On Thu, Apr 04, 2013 at 12:39:47PM -0700, Andrew Honig wrote:
> If userspace creates and destroys multiple VMs within the same process
> we leak 20k of memory in the userspace process context per VM. This
> patch frees the memory in kvm_arch_destroy_vm. If the process exits
> without closing the VM file descriptor or the file descriptor has been
> shared with another process then we don't need to free the memory.
>
> Messing with user space memory from an fd is not ideal, but other changes
> would require user space changes and this is consistent with how the
> memory is currently allocated.
>
> Tested: Test ran several VMs and ran against test program meant to
> demonstrate the leak (www.spinics.net/lists/kvm/msg83734.html).
>
> Signed-off-by: Andrew Honig <[email protected]>
>
> ---
> arch/x86/include/asm/kvm_host.h | 3 +++
> arch/x86/kvm/vmx.c | 3 +++
> arch/x86/kvm/x86.c | 11 +++++++++++
> 3 files changed, 17 insertions(+)
>
> diff --git a/arch/x86/include/asm/kvm_host.h b/arch/x86/include/asm/kvm_host.h
> index 4979778..975a74d 100644
> --- a/arch/x86/include/asm/kvm_host.h
> +++ b/arch/x86/include/asm/kvm_host.h
> @@ -553,6 +553,9 @@ struct kvm_arch {
> struct page *ept_identity_pagetable;
> bool ept_identity_pagetable_done;
> gpa_t ept_identity_map_addr;
> + unsigned long ept_ptr;
> + unsigned long apic_ptr;
> + unsigned long tss_ptr;
>
Better to use __kvm_set_memory_region() with memory_size = 0 to delete
the slot and fix kvm_arch_prepare_memory_region() to unmap if
change == KVM_MR_DELETE.
> unsigned long irq_sources_bitmap;
> s64 kvmclock_offset;
> diff --git a/arch/x86/kvm/vmx.c b/arch/x86/kvm/vmx.c
> index 6667042..8aa5d81 100644
> --- a/arch/x86/kvm/vmx.c
> +++ b/arch/x86/kvm/vmx.c
> @@ -3703,6 +3703,7 @@ static int alloc_apic_access_page(struct kvm *kvm)
> }
>
> kvm->arch.apic_access_page = page;
> + kvm->arch.apic_ptr = kvm_userspace_mem.userspace_addr;
> out:
> mutex_unlock(&kvm->slots_lock);
> return r;
> @@ -3733,6 +3734,7 @@ static int alloc_identity_pagetable(struct kvm *kvm)
> }
>
> kvm->arch.ept_identity_pagetable = page;
> + kvm->arch.ept_ptr = kvm_userspace_mem.userspace_addr;
> out:
> mutex_unlock(&kvm->slots_lock);
> return r;
> @@ -4366,6 +4368,7 @@ static int vmx_set_tss_addr(struct kvm *kvm, unsigned
> int addr)
> if (ret)
> return ret;
> kvm->arch.tss_addr = addr;
> + kvm->arch.tss_ptr = tss_mem.userspace_addr;
> if (!init_rmode_tss(kvm))
> return -ENOMEM;
>
> diff --git a/arch/x86/kvm/x86.c b/arch/x86/kvm/x86.c
> index f19ac0a..411ff2a 100644
> --- a/arch/x86/kvm/x86.c
> +++ b/arch/x86/kvm/x86.c
> @@ -6812,6 +6812,16 @@ void kvm_arch_sync_events(struct kvm *kvm)
>
> void kvm_arch_destroy_vm(struct kvm *kvm)
> {
> + if (current->mm == kvm->mm) {
> + /*
> + * Free pages allocated on behalf of userspace, unless the
> + * the memory map has changed due to process exit or fd
> + * copying.
> + */
Why mm changes during process exit? And what do you mean by fd copying?

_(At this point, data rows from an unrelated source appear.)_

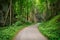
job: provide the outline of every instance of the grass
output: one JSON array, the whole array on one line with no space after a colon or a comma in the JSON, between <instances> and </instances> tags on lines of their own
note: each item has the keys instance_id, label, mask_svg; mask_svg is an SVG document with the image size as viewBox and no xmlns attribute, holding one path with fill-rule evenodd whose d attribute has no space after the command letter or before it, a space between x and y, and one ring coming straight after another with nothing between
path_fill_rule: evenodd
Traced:
<instances>
[{"instance_id":1,"label":"grass","mask_svg":"<svg viewBox=\"0 0 60 40\"><path fill-rule=\"evenodd\" d=\"M39 25L39 31L49 40L60 40L60 15Z\"/></svg>"},{"instance_id":2,"label":"grass","mask_svg":"<svg viewBox=\"0 0 60 40\"><path fill-rule=\"evenodd\" d=\"M3 28L0 27L0 40L12 40L19 30L27 27L28 25L30 24L28 23L22 25L17 22L11 26Z\"/></svg>"}]
</instances>

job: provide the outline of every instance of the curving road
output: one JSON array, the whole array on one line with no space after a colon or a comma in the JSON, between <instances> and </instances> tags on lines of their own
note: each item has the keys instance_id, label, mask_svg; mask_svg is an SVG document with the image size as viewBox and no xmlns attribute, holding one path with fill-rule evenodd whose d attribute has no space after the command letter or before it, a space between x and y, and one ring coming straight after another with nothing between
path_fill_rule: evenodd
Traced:
<instances>
[{"instance_id":1,"label":"curving road","mask_svg":"<svg viewBox=\"0 0 60 40\"><path fill-rule=\"evenodd\" d=\"M38 25L39 23L26 27L17 34L14 40L47 40L47 38L38 31Z\"/></svg>"}]
</instances>

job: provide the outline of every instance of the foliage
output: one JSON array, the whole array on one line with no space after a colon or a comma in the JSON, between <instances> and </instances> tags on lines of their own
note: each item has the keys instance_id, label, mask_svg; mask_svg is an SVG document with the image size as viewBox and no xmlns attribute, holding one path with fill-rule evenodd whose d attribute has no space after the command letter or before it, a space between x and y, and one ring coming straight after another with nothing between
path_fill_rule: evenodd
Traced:
<instances>
[{"instance_id":1,"label":"foliage","mask_svg":"<svg viewBox=\"0 0 60 40\"><path fill-rule=\"evenodd\" d=\"M30 23L21 24L16 22L11 26L0 27L0 40L12 40L18 31L30 25Z\"/></svg>"},{"instance_id":2,"label":"foliage","mask_svg":"<svg viewBox=\"0 0 60 40\"><path fill-rule=\"evenodd\" d=\"M52 18L50 21L39 25L41 31L49 40L60 40L60 15Z\"/></svg>"}]
</instances>

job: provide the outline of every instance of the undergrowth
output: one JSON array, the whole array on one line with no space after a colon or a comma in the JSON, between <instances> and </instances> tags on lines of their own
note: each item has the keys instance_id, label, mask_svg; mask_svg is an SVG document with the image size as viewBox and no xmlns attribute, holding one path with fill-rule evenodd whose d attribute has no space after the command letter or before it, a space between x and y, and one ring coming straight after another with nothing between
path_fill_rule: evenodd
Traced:
<instances>
[{"instance_id":1,"label":"undergrowth","mask_svg":"<svg viewBox=\"0 0 60 40\"><path fill-rule=\"evenodd\" d=\"M39 31L49 40L60 40L60 15L39 25Z\"/></svg>"}]
</instances>

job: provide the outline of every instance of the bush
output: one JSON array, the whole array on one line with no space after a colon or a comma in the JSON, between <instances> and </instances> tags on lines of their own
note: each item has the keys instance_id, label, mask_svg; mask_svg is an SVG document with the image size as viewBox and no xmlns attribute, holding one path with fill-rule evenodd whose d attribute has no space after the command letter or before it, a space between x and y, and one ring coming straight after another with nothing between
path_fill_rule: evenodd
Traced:
<instances>
[{"instance_id":1,"label":"bush","mask_svg":"<svg viewBox=\"0 0 60 40\"><path fill-rule=\"evenodd\" d=\"M39 25L41 31L49 40L60 40L60 15Z\"/></svg>"}]
</instances>

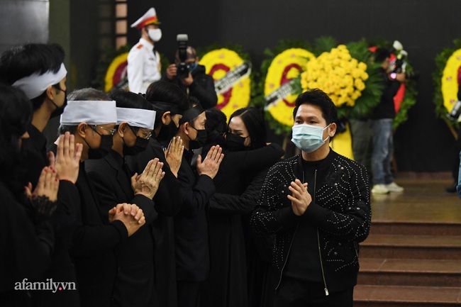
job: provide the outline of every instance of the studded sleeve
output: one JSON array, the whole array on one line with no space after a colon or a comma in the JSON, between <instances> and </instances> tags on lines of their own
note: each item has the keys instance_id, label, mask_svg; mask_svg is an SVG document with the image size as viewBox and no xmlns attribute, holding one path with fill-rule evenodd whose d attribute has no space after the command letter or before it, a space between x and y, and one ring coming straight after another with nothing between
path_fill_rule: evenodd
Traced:
<instances>
[{"instance_id":1,"label":"studded sleeve","mask_svg":"<svg viewBox=\"0 0 461 307\"><path fill-rule=\"evenodd\" d=\"M344 159L335 161L334 171L301 218L342 240L362 242L371 225L368 177L362 165Z\"/></svg>"}]
</instances>

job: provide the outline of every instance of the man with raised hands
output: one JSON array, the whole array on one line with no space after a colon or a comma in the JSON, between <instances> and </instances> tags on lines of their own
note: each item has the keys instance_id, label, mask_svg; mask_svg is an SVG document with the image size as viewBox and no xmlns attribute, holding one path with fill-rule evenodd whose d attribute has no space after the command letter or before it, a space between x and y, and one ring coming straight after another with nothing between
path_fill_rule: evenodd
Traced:
<instances>
[{"instance_id":1,"label":"man with raised hands","mask_svg":"<svg viewBox=\"0 0 461 307\"><path fill-rule=\"evenodd\" d=\"M164 163L165 174L154 196L158 218L152 223L155 247L155 289L159 306L177 307L176 263L173 217L179 211L183 196L177 176L182 161L184 146L181 138L174 137L179 119L189 108L187 96L174 84L157 81L151 84L146 100L155 111L152 136L145 150L135 156L126 157L133 172L141 172L152 159ZM163 145L167 145L164 150Z\"/></svg>"},{"instance_id":2,"label":"man with raised hands","mask_svg":"<svg viewBox=\"0 0 461 307\"><path fill-rule=\"evenodd\" d=\"M30 138L23 144L27 172L21 178L24 184L30 182L33 186L43 167L48 165L43 130L50 118L60 115L66 105L67 72L64 57L59 45L30 43L13 47L0 58L0 80L22 90L32 101Z\"/></svg>"},{"instance_id":3,"label":"man with raised hands","mask_svg":"<svg viewBox=\"0 0 461 307\"><path fill-rule=\"evenodd\" d=\"M63 137L60 154L55 162L54 155L47 154L47 140L43 133L50 118L59 116L66 105L67 72L64 57L64 50L57 44L30 43L13 47L4 52L0 57L0 80L21 89L32 102L32 121L27 130L30 138L23 143L19 180L23 185L35 186L42 169L47 166L54 169L60 179L57 208L52 218L46 222L50 233L55 233L50 239L55 242L52 265L43 278L72 281L74 273L68 257L67 235L66 231L59 230L65 228L74 218L66 210L72 203L65 203L62 196L77 194L73 178L78 174L82 148L70 148L69 136ZM71 196L69 200L72 202L73 198ZM33 214L33 208L28 210ZM78 301L77 291L52 294L39 291L33 295L35 306L77 306L76 298Z\"/></svg>"},{"instance_id":4,"label":"man with raised hands","mask_svg":"<svg viewBox=\"0 0 461 307\"><path fill-rule=\"evenodd\" d=\"M143 210L147 224L116 247L118 269L112 306L157 306L151 223L157 216L152 199L165 175L163 163L158 158L149 161L140 177L125 162L125 157L145 150L154 128L155 111L140 95L119 91L111 96L117 106L117 131L112 150L102 159L88 161L85 169L94 184L103 214L107 216L114 203L135 203Z\"/></svg>"},{"instance_id":5,"label":"man with raised hands","mask_svg":"<svg viewBox=\"0 0 461 307\"><path fill-rule=\"evenodd\" d=\"M201 284L210 269L207 211L215 192L213 179L224 155L219 145L213 146L203 162L198 156L196 173L192 169L192 149L203 146L206 140L206 121L200 104L192 106L184 113L176 135L184 146L178 172L184 199L181 211L174 217L177 302L181 307L200 306Z\"/></svg>"},{"instance_id":6,"label":"man with raised hands","mask_svg":"<svg viewBox=\"0 0 461 307\"><path fill-rule=\"evenodd\" d=\"M104 157L111 150L117 122L115 101L94 89L74 91L69 99L58 132L60 135L72 133L74 143L82 145L76 182L79 203L70 208L77 216L71 255L82 306L109 307L118 271L115 247L135 233L145 220L143 210L136 205L113 203L109 214L110 223L107 223L99 209L100 200L94 186L84 170L86 160ZM143 180L141 176L138 181L143 183Z\"/></svg>"}]
</instances>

One process creates kvm fd and pass it to another? In this case I think
the leak will still be there since all of the addresses bellow are
mapped after kvm fd is created. apic_access_page and identity_pagetable
during first vcpu creation and tss when KVM_SET_TSS_ADDR ioctl is
called. Vcpu creation and ioctl call can be done by different process
from the one that created kvm fd.
> + vm_munmap(kvm->arch.apic_ptr, PAGE_SIZE);
> + vm_munmap(kvm->arch.ept_ptr, PAGE_SIZE);
> + vm_munmap(kvm->arch.tss_ptr, PAGE_SIZE * 3);
> + }
> kvm_iommu_unmap_guest(kvm);
> kfree(kvm->arch.vpic);
> kfree(kvm->arch.vioapic);
> @@ -6929,6 +6939,7 @@ int kvm_arch_prepare_memory_region(struct kvm *kvm,
> return PTR_ERR((void *)userspace_addr);
>
> memslot->userspace_addr = userspace_addr;
> + mem->userspace_addr = userspace_addr;
> }
>
> return 0;
> --
> 1.7.10.4
>
> --
> To unsubscribe from this list: send the line "unsubscribe kvm" in
> the body of a message to [email protected]
> More majordomo info at http://vger.kernel.org/majordomo-info.html
--
Gleb.
--
To unsubscribe from this list: send the line "unsubscribe kvm" in
the body of a message to [email protected]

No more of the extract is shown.